General Ultralytics model assets.

Workflow examples / wiring examples:

FaceDetailerPipe workflow index

I would not necessarily use FaceDetailer to redraw the face here, but these workflows can be useful for learning the YOLO / detector / pipe wiring.

ComfyUI Face Detailer guide

Again, I would treat this mainly as a guide to the detector/detailer ecosystem, not as the first thing to use for identity preservation.

Improving faces with Impact-Pack Detailers

Useful background for Impact Pack detailer workflows.

Crop and stitch:

ComfyUI-Inpaint-CropAndStitch

This is probably one of the most relevant pieces for this use case.

Comfy-Org crop-and-stitch nodes

Same general idea: crop before sampling, stitch back afterward, preserve unmasked areas.

RunComfy: ComfyUI-Inpaint-CropAndStitch

Readable node overview.

RunComfy: Inpaint Crop

Useful if you want the specific node page.

Optional second stage

Only after the mask workflow works, I would test extra control.

If normal SDXL inpaint is not good enough:

Option 1: Fooocus-style inpaint support

Acly/comfyui-inpaint-nodes

This can add Fooocus / LaMa / MAT-style inpaint tools to ComfyUI.

RunComfy: ComfyUI Inpaint Nodes

Readable guide for the Acly inpaint nodes.

Fooocus inpaint files

Fooocus inpaint model files.

Fooocus inpaint patch

Specific Fooocus inpaint patch file.

Option 2: SDXL inpainting model

SDXL Inpainting 0.1

This is a dedicated SDXL inpainting model.

Option 3: ControlNet

I would treat ControlNet as a second-stage fix, not the first fix.

First solve the mask design.

Then:

Tile ControlNet = if texture/clothing/background changes too much
Canny ControlNet = if outlines drift too much
Inpaint ControlNet = if fill/boundary quality is poor
Union ControlNet = more advanced route, more modes, more complexity

Possible references:

ControlNet Canny SDXL

Xinsir ControlNet Canny SDXL

Xinsir ControlNet Tile SDXL

Xinsir ControlNet Union SDXL

Xinsir ControlNetPlus GitHub

controlnetXL_inpaint

controlnet-inpaint-dreamer-sdxl

Diffusers ControlNet with SDXL docs

I would not start with all of these.

For this case, I would probably test in this order:

1. face/person-protect mask without ControlNet
2. Crop & Stitch
3. Tile ControlNet if texture changes too much
4. Canny ControlNet if shape drifts too much
5. inpaint ControlNet or Fooocus inpaint if fill quality is weak

Optional third stage

If you still need stronger identity preservation, then I would start looking at identity-reference systems.

But I would not start there.

Only after the simpler mask route fails would I look at things like:

IPAdapter FaceID
InstantID
LivePortrait
manual mask correction

The reason is simple:

the first problem to solve is not "how do I force SDXL to know the person?"
the first problem is "how do I stop SDXL from touching the person?"

Final rule before I2V

Only feed the PNG to I2V after the still image still looks like the same person.

If the still-image prep already changes the person, I2V cannot fix that.

It will just animate the changed person.

So the diagnostic order should be:

1. Can I make a fixed still PNG that preserves identity?
2. Does that fixed PNG animate better than the original frame?
3. Only then tune the I2V settings.

For your specific failure mode, I would debug the still-image prep first.

Not the Wan settings first.

Incredibly useful information in here everyone!

Not recommended to digest all in one sitting though (unless you’re an agent and not a mere hooman).

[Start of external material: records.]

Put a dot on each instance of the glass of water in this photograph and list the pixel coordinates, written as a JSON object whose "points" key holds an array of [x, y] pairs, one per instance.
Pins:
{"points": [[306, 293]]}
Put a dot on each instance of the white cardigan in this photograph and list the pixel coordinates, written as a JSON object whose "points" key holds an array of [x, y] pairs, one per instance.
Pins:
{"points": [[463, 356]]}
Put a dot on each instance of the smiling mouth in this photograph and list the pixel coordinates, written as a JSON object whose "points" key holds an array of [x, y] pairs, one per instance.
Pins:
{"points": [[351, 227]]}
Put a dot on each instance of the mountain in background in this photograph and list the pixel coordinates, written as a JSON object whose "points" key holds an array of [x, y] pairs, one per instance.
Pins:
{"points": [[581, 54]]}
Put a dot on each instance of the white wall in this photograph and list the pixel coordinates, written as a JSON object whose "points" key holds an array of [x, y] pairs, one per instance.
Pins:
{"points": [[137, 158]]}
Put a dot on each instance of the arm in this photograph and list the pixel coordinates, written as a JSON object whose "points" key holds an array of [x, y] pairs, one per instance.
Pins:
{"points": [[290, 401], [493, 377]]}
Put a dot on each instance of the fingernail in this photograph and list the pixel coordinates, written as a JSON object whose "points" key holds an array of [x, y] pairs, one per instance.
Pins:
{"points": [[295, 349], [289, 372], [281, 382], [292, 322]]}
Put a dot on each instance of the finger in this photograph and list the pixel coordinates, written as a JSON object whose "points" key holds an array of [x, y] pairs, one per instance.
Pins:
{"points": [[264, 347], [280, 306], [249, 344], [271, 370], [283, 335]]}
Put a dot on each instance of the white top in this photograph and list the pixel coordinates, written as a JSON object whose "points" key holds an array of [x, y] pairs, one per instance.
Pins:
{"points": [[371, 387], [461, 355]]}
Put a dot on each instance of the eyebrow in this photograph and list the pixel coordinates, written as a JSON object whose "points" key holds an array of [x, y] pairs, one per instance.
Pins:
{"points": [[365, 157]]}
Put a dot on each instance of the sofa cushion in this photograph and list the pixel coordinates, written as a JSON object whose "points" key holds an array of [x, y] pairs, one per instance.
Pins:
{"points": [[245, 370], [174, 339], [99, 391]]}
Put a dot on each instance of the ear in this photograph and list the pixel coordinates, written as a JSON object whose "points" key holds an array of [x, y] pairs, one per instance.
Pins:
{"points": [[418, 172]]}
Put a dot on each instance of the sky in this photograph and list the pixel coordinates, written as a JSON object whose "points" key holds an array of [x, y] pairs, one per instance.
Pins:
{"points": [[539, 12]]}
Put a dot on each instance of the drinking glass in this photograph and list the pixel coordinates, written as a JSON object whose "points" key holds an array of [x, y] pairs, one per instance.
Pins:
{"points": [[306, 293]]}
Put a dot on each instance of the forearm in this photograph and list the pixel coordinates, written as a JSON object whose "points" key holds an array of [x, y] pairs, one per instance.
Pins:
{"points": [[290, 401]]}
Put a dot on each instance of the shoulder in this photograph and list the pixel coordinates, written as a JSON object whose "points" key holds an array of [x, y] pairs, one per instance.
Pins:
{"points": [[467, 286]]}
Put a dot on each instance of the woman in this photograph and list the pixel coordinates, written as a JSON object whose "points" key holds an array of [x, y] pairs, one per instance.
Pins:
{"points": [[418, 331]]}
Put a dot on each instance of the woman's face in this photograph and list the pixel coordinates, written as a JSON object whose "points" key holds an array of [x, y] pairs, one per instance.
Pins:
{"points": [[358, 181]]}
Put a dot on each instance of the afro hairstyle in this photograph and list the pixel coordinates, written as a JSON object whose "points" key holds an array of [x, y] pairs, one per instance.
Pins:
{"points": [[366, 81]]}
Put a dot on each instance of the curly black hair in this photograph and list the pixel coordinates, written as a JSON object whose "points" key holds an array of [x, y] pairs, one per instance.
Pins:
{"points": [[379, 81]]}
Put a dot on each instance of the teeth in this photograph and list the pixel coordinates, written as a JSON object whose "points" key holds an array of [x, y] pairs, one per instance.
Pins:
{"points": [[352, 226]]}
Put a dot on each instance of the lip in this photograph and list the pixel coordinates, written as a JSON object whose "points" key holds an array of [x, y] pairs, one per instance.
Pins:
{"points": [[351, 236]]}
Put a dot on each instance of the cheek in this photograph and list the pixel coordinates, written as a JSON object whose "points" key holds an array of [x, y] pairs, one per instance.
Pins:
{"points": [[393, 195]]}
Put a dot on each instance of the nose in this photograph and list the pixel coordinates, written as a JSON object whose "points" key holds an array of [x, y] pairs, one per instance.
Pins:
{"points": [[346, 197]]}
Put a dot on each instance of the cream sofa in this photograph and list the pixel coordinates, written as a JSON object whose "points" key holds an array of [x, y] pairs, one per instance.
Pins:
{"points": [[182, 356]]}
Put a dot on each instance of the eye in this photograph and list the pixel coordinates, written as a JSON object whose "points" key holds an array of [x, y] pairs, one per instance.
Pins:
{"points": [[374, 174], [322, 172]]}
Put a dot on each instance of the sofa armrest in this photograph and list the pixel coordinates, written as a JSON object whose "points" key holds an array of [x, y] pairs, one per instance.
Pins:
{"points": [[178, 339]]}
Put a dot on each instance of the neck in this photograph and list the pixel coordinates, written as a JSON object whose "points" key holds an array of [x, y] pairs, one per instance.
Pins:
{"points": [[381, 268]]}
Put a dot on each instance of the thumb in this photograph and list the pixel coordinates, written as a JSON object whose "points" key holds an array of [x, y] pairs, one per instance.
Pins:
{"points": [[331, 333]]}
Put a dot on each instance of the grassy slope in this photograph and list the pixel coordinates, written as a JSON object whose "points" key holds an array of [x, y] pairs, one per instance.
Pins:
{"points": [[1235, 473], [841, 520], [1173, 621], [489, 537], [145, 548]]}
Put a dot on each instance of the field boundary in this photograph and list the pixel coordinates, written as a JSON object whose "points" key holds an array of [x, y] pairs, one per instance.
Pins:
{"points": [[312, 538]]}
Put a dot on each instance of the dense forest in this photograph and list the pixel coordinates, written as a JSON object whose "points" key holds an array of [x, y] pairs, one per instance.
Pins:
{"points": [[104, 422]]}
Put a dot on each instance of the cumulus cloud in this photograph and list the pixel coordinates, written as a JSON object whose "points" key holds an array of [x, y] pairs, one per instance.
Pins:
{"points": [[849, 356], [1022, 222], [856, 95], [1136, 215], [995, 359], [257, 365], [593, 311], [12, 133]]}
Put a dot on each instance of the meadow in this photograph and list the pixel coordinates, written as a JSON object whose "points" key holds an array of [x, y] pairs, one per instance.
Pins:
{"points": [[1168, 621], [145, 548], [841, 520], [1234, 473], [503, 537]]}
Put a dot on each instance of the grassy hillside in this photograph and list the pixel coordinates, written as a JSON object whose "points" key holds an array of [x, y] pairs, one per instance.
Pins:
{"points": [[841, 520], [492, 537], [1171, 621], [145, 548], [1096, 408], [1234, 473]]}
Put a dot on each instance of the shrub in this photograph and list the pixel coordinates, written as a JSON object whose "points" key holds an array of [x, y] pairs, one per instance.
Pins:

Kinda makes you miss the “simplicity” of Wan 2.1. The 3-step workflow seems like a cakewalk in comparison. Pick your resolution, quantization, and top it off with customization (LoRAs+experiments).

I’m still seeing incredibly high usage of Wan2.1 (in relative terms) and some hesitation/reluctance to adopt wan v2.2 (and up) by the general public as well as “veterans” on HF and other platforms that aren’t ComfyUI-centric. And… understandably so, IMO. 2.1 when used correctly is still incredibly powerful and robust, and the economics of running these models, for the majority of people, heavily favors 2.1.

The high/low noise differentiation could have been better explained or conceptualized, IMO, by the WAN team as well as by us, the community. Probably a bit late though, as 2.2 itself is on the cusp of being overshadowed by the next iteration of models.

Anyways, thanks for the wealth of knowledge @John6666 - bookmarkin’ forsure!